Multithreading support in C++11
After the millennium, mainstream chip manufacturers began to produce multi-core processors, so parallel programming became more and more important. In C++98, there is no set of multi-thread programming library of its own at all. It uses the mutex in the POSIX standard pthread library in C99 to complete multi-thread programming.
First, let's simplify a concept: atomic operations, that is, "the smallest and non-parallelizable operations" in multi-threaded programs. In layman's terms, if the operation on a resource is an atomic operation, it means that only one atomic operation of one thread can operate on this resource at a time. In C99, we generally use mutexes to complete coarse-grained atomic operations.
#include<pthread.h> #include<iostream> using namespace std; static long long total =0; pthread_mutex_t m=PTHREAD_MUTEX_INITIALIZER;//mutex void * func(void *) { long long i; for(i=0;i<100000000LL;i++) { pthread_mutex_lock(&m); total +=i; pthread_mutex_unlock(&m); } } int main() { pthread_t thread1,thread2; if(pthread_create(&thread1,nullptr,&func,nullptr)) { throw; } if(pthread_create(&thread2,nullptr,&func,nullptr)) { throw; } pthread_join(thread1,nullptr); pthread_join(thread2,nullptr); cout<<total<<endl;//9999999900000000 }
It can be seen that total +=i; in the above code is an atomic operation.
1. Atomic types in C++11
We found that the mutex in C99 needs to be explicitly declared, and the lock must be switched on and off by itself. In order to simplify the code, atomic types are defined in C++11. These atomic types are a class, and their interfaces are atomic operations. As follows:
#include<atomic> #include<thread> #include<iostream> using namespace std; atomic_llong total {0};//atomic data type void func(int) { for(long long i=0;i<100000000LL;i++) { total+=i; } } int main() { thread t1(func,0); thread t2(func,0); t1.join(); t2.join(); cout<<total<<endl;//9999999900000000 }
In the above code, total is an atomic class object, and its interface, such as the overloaded operator+=() here, is an atomic operation, so we don't need to explicitly call the mutex.
How many atomic types are there in total? The approach of C++11 is that there is an atomic class template through which we can define the desired atomic type:
using atomic_llong = atomic<long long>;
So what type we want to make into an atomic type, we only need to pass in different template arguments.
In short, atomic operations in C++11 are member functions of atomic template classes.
1.1 Interfaces of atomic types
We know that atomic type interfaces are atomic operations, but let's focus now, what interfaces do they have?
The atomic type belongs to resource data, and multiple threads can only access a copy of a single type. Therefore, the atomic type in C++11 does not support move semantics and copy semantics. The operations of the atomic type are all operations on the only resource. The atomic type does not have copy construction, copy assignment, move construction, and move assignment.
atomic<float> af{1.2f};//correct atomic<float> af1{af};//error, atomic types do not support copy semantics float f=af;//Correct, the interface of the atomic type is called af=0.0;//Correct, the interface of the atomic type is called
Look at some atomic types of interfaces in the above table, load() is for reading operations, for example
atomic<int> a(2); int b=a; b=a.load();
As in the above code, b=a is equivalent to b=a.load(). In fact, there is an operator int() interface in atomic<int>. In this interface:
operator __int_type() const noexcept { return load(); }
The store() interface is used to write data:
atomic<int> a; a=1; a.store(1);
In the above code, a=1 is equivalent to a.load(1), and there is an operator=(int) interface in atomic<int>, and its implementation is as follows:
__int_type operator=(__int_type __i) noexcept { store(__i); return __i; }
For example, other operations, such as exchange is for exchange, compare_exchange_weak/strong() is for comparison and exchange (CAS operation), their implementation will be more complicated, and there are some symbol overloading, which will not be introduced here.< Chapter 5 and Chapter 7 of <C++ Concurrency in Action>> will introduce this part in detail.

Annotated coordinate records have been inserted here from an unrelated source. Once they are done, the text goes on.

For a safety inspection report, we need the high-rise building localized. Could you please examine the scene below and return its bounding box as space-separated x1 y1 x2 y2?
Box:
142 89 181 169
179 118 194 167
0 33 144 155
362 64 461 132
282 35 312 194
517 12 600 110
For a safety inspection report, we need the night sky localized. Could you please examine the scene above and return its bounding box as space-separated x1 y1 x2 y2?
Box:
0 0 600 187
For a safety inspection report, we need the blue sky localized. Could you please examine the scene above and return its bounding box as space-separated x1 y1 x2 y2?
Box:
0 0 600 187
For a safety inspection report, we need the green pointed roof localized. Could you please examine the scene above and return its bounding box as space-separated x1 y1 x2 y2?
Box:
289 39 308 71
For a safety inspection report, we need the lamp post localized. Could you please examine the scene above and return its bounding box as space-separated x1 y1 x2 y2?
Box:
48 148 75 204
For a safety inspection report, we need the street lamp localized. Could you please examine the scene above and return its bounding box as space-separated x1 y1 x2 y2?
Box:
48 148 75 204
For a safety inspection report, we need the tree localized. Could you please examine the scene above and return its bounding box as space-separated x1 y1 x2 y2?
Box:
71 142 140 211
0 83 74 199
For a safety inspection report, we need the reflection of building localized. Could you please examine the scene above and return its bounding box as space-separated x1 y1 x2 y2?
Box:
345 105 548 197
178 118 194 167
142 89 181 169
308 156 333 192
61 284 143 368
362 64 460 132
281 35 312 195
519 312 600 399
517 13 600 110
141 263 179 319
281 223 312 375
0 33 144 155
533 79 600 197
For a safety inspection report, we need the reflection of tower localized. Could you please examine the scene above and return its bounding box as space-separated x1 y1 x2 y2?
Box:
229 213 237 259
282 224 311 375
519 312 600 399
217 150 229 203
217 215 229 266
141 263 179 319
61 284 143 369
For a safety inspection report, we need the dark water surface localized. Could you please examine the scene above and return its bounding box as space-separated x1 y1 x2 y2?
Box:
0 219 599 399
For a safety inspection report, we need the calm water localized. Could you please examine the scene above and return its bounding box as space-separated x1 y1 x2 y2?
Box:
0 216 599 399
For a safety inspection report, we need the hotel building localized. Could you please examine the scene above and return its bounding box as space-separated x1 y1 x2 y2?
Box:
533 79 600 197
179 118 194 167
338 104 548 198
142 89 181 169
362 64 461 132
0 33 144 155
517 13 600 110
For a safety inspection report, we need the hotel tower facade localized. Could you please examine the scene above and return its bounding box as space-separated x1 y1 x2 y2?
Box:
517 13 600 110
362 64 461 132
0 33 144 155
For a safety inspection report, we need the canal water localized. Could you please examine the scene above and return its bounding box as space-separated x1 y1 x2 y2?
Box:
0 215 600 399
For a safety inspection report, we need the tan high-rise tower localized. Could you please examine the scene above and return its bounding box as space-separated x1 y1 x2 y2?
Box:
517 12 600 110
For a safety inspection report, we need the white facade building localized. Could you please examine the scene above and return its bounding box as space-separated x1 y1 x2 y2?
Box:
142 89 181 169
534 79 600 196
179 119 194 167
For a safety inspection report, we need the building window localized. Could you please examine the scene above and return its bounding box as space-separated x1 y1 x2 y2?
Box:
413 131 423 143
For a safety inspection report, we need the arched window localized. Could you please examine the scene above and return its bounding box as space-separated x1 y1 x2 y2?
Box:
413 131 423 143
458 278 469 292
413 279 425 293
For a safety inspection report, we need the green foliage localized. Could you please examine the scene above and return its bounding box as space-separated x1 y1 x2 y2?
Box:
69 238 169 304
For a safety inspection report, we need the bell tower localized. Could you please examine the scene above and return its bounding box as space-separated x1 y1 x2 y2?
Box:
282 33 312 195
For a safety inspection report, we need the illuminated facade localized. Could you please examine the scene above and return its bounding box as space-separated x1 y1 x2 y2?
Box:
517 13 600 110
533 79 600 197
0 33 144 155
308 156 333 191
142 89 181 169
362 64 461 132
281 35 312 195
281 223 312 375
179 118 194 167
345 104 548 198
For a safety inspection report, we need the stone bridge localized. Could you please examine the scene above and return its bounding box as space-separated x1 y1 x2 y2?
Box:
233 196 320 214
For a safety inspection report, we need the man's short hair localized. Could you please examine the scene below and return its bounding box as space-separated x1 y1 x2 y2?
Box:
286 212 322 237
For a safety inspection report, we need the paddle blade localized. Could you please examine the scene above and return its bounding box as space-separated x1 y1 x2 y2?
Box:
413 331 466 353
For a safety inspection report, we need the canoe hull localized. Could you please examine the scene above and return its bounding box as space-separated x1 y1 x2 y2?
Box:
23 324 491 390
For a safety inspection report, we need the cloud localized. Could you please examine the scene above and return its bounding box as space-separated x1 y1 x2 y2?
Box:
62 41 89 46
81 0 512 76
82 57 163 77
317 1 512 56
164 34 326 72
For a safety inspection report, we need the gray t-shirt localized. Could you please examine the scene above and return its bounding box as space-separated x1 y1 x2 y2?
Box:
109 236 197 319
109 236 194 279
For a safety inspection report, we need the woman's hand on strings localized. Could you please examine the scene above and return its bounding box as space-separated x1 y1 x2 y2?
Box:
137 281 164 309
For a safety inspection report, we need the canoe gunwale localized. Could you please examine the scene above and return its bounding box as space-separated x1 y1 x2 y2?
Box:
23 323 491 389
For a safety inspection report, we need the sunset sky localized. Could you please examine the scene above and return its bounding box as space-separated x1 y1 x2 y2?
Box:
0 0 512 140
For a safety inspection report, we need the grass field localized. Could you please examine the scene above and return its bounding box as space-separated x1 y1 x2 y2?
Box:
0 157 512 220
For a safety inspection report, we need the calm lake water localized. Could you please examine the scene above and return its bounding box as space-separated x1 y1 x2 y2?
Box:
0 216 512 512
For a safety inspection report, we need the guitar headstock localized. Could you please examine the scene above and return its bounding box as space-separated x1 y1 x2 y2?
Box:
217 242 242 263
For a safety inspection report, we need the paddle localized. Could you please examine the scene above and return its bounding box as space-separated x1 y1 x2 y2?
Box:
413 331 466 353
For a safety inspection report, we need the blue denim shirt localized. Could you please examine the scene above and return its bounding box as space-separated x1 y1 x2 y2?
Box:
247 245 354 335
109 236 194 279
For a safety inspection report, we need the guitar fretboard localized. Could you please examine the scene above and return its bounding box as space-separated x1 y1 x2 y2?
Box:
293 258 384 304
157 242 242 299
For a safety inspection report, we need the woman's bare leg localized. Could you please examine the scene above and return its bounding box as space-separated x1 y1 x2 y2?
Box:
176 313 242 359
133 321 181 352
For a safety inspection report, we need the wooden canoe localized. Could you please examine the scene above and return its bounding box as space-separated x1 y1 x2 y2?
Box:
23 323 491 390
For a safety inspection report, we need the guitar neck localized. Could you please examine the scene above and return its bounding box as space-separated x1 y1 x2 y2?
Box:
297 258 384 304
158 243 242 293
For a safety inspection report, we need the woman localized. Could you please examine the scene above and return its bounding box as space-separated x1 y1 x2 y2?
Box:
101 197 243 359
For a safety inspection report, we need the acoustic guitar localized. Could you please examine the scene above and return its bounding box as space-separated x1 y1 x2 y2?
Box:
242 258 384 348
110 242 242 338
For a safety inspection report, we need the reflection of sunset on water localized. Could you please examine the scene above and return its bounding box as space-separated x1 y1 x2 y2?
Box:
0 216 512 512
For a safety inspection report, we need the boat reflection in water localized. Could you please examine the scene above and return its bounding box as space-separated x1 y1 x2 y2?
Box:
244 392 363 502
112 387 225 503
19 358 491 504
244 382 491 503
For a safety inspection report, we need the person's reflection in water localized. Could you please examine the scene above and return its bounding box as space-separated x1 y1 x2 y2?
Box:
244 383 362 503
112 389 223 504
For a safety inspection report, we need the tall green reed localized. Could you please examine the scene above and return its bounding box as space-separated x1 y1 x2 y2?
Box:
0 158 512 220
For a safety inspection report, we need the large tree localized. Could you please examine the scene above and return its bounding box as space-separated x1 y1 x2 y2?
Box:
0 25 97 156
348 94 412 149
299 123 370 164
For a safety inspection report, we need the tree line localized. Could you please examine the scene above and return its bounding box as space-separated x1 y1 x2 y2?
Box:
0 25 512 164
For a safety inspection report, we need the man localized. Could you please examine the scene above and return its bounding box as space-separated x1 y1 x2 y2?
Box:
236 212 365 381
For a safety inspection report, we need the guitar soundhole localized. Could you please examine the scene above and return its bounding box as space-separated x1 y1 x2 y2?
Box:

It is worth noting that there is a special atomic type atomic_flag, which is an atomic type that is lock-free, that is to say, the thread's access to this type of data is lock-free, so it does not need interfaces: load and store, that is, multiple threads can operate this resource at the same time. We can use it to implement a spinlock
1.2 Implementation of simple spin lock
Mutual exclusion lock means that when a thread accesses a resource, it will set a lock for the code entering the critical area, and open the lock when it comes out. When other processes want to enter the critical area, it will realize the Check the lock, if the lock is off, then block yourself, so that the core will perform other tasks, resulting in context switching, so its efficiency will be relatively low. The is_lock_free() in the atomic type is the mutex that indicates whether the access of this atomic type is used.
The opposite of the mutex is the spin lock. The difference is that when other processes want to enter the critical section, if the lock is closed, it will not block itself, but constantly check whether the lock is open, so that it will not Causes a context switch, but also increases cpu utilization.
We can use the atomic_flag atomic type to implement the spin lock, because the atomic_flag itself is lock-free, so multiple threads can access it at the same time, which is equivalent to accessing the spin lock at the same time, as follows:
#include<thread> #include<atomic> #include<iostream> #include<unistd.h> using namespace std; atomic_flag lock=ATOMIC_FLAG_INIT;//get spinlock void f(int n) { while(lock.test_and_set()) {//Attempt to acquire an atomic lock cout<<"Waiting from thread "<<n<<endl; } cout<<"Thread "<<n<<" starts working"<<endl; } void g(int n) { cout<<"Thread "<<n<<" is going to start"<<endl; lock.clear();//open the lock cout<<"Thread "<<n<<" starts working"<<endl; } int main() { lock.test_and_set();//close the lock thread t1(f,1); thread t2(g,2); t1.join(); usleep(100000); t2.join(); }
Here test_and_set() is an atomic operation, what it does is, write the new value and return the old value. In main(), we first write a true value to the lock variable, that is, close the lock, and then in thread t1, it keeps trying to obtain the spin lock, and in thread t2, the clear() interface is equivalent to setting the lock The variable value becomes false, and the spin lock is opened, so that thread t1 can execute the rest of the code.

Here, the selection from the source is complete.